Differences between revisions 30 and 31

Longitudinal Statistics

This page describes ways of analyzing longitudinal data after processing it using the longitudinal stream in Freesurfer.

Longitudinal data are more complex than cross-sectional data, as repeated measures are correlated within each subject. The strength of this correlation will depend on the time separation between scans. In addition extra care must be taken when the data exhibit significant between-subject variation in number of time points and between-scan intervals (imperfect timing). A statistical analysis should then consider these data features in order to obtain valid statistical inferences.

Freesurfer currently comes with (at least) three different frameworks for the analysis of longitudinal data:

Simplified repeated measures ANOVA (ignores correlation and timing of the measurement occasions)
Direct analysis of atrophy rates or percent changes (ignores correlation and single time points)
Linear mixed effects models <-- recommended, but more complex

Simplified Repeated Measures ANOVA

This method can be used to check for differences between individual time points or compare time point differences across groups. For two time points it simplifies to a PairedAnalysis.

Advantages:

Does not assume any specific trend in the mean response over time and thus can capture complex trajectories.
Can make use of different multiple comparisons methods that come with mri_glmfit.

Disadvantages:

Does NOT consider the correlation among the repeated measures, and thus, there is a significant reduction in statistical power.
Does NOT consider the timing of the measurement occasions which may result in a further reduction in power.
Can only be applied to balanced data (all subject have their scans acquired at the same set of measurement occasions) with a small number of repeated measures (<=3.
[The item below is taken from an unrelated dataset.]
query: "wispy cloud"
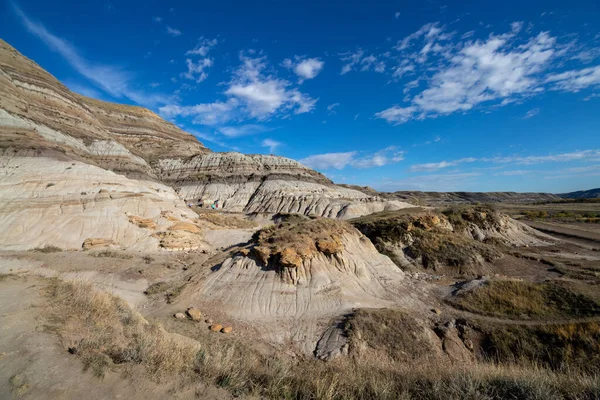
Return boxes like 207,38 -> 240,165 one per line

For details see: RepeatedMeasuresAnova

Analysis of Rates or Percent Changes

To analyze, e.g. annualized percent change or atrophy rates for 2 or more time points, one can run a two stage model. This avoids dealing with the longitudinal correlation. The two stages are:

First, simplify the statistic to a single number for each subject (the difference of two time points, or the slope of the fitting line, or the annualized percent change, etc...).
Then analyze the obtained summary measure across subjects or groups with a standard GLM.

This model is quite simple and can be a good choice if all subjects have the same number of time points. Linear fits into each subject data are often meaningful, as longitudinal change is almost linear within a short time frame of a few years.

Advantages:

Modeling the correlation structure can be avoided.
Can deal with differently spaced time points.
Works on ROI stat (e.g. aseg.stats or aparc.stats) and on cortical maps (e.g. thickness).
The second stage can be performed with QDEC (simple GUI) or directly with mri_glmfit.
The second stage analysis can make use of different multiple comparisons methods that come with mri_glmfit.
Scripts are available ( long_mris_slopes and long_stats_slopes ), no matlab needed.
For the simple case of two time points and when looking at simple differences this model simplifies to a paired analysis, but can additionally compute (symmetrized) percent changes.
Includes code for intersecting cortex labels (across time and across subjects) to make sure that all non-cortex measures are excluded.

Disadvantages:

Does NOT model the correlation among the repeated measures, and thus, there is a significant reduction in statistical power.
Does NOT account for different certainty of within subject slopes depending on the number of time points and therefore it has the highest propensity to false positives (type I family wise error in the mass-univariate setting).
Difficult to model non-linear temporal behaviour.
Difficult to deal with time varying co-variates (slopes would need to be fit into those for each subject to reduce these to a single number).
Cannot include information from subjects with only a single time point and thus the results are likely to be biased. This also results in a further reduction in statistical power.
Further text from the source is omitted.